US grants Huawei stay of execution

US Commerce Department temporarily restores Huawei’s ability to maintain its existing networks and smartphone user base

The US Department of Commerce has created a 90-day temporary general licence (TGL) that restores licensing requirements and policies under its export administration regulations to a number of businesses banned from the US under an executive order last week, in effect enabling Chinese networking supplier Huawei to continue maintaining its existing business until mid-August 2019.

The temporary stay enables Huawei to engage in any transactions “necessary to maintain and support existing and currently fully operational networks and equipment, including software updates and patches”.

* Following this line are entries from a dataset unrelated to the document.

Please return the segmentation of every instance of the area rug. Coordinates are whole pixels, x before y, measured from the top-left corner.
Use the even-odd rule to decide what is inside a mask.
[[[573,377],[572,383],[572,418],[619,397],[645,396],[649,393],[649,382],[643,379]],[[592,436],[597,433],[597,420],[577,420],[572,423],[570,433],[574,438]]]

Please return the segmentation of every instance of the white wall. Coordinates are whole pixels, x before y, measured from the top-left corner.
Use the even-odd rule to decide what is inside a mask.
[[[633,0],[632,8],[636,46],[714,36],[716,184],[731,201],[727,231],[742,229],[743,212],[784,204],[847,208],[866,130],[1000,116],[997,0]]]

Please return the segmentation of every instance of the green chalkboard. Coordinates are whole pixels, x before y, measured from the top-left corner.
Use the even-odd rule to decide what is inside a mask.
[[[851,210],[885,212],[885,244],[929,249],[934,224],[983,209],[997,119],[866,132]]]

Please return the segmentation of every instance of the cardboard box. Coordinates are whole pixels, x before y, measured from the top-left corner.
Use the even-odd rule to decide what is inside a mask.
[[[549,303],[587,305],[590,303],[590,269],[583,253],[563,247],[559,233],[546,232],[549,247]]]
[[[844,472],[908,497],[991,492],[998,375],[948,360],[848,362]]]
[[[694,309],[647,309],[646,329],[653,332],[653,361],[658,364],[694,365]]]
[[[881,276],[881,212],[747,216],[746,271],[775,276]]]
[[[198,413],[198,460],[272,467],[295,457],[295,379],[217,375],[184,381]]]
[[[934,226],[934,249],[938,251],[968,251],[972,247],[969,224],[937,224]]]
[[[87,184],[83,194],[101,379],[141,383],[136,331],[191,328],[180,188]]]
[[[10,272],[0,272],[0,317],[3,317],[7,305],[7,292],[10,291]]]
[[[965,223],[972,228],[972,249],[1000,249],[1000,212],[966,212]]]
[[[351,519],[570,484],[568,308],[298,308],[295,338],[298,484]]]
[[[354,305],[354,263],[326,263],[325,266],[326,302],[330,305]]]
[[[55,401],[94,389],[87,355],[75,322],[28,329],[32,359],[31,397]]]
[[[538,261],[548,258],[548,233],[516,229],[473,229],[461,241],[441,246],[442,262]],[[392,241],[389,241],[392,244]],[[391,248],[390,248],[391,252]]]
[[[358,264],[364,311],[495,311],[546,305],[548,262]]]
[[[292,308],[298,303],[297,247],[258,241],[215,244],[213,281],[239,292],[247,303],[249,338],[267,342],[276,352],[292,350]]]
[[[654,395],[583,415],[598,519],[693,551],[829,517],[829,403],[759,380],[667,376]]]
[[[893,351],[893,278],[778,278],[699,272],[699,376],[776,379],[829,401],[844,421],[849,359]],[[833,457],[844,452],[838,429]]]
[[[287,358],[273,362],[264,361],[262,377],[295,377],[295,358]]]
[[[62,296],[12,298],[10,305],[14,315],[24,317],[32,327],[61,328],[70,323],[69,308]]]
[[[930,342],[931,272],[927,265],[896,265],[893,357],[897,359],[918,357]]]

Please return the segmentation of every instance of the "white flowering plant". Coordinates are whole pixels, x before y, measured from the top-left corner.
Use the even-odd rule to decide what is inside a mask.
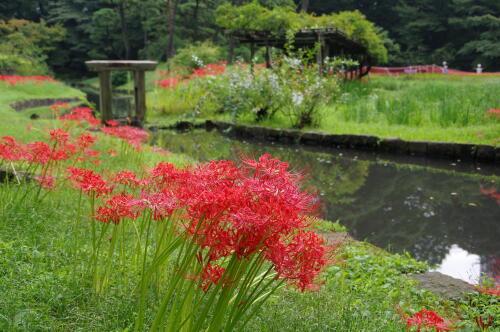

It also allows Huawei to provide support to its smartphone customers, gives it access to relevant security vulnerability disclosures, and allows international standards bodies such as the IEEE and the GSMA to engage with it, as necessary, over the development of 5G mobile network standards.

US commerce secretary Wilbur Ross said: “The TGL grants operators time to make other arrangements and the department space to determine the appropriate long-term measures for Americans and foreign telecommunications providers that currently rely on Huawei equipment for critical services.”

This follows an executive order signed by US president Donald Trump that effectively enacted a total ban on any Huawei activities in the US. This, in turn, prompted Google to expel Huawei from the Android mobile operating system (OS) ecosystem.

The UK’s National Cyber Security Centre (NCSC), which conducts substantial, in-depth reporting on potential network security threats emanating from Huawei, said it was assessing the implications of the TGL, and in the meantime had published guidance for users of Huawei smartphones on its website.

“Customers should continue to update their devices as normal, in line with existing NCSC advice,” said a spokesperson for the organisation. “Our advice will be updated if we become aware of any security concerns.”

Based on currently available information – allegedly leaked by former defence secretary Gavin Williamson – the UK government is likely to take the position that UK operators will be permitted to use Huawei equipment in non-core parts of their future 5G networks.

It is not yet known how, or if, the latest developments in the long-running affair over Huawei’s ability and willingness to act as an agent for the Chinese intelligence services will affect any decision that Westminster has taken, or will take.

Meanwhile, Huawei’s leadership has ramped up its rhetoric in response to the actions taken by the US. In statements reported by the BBC, company founder Ren Zhengfei said that the US “underestimates our strength”.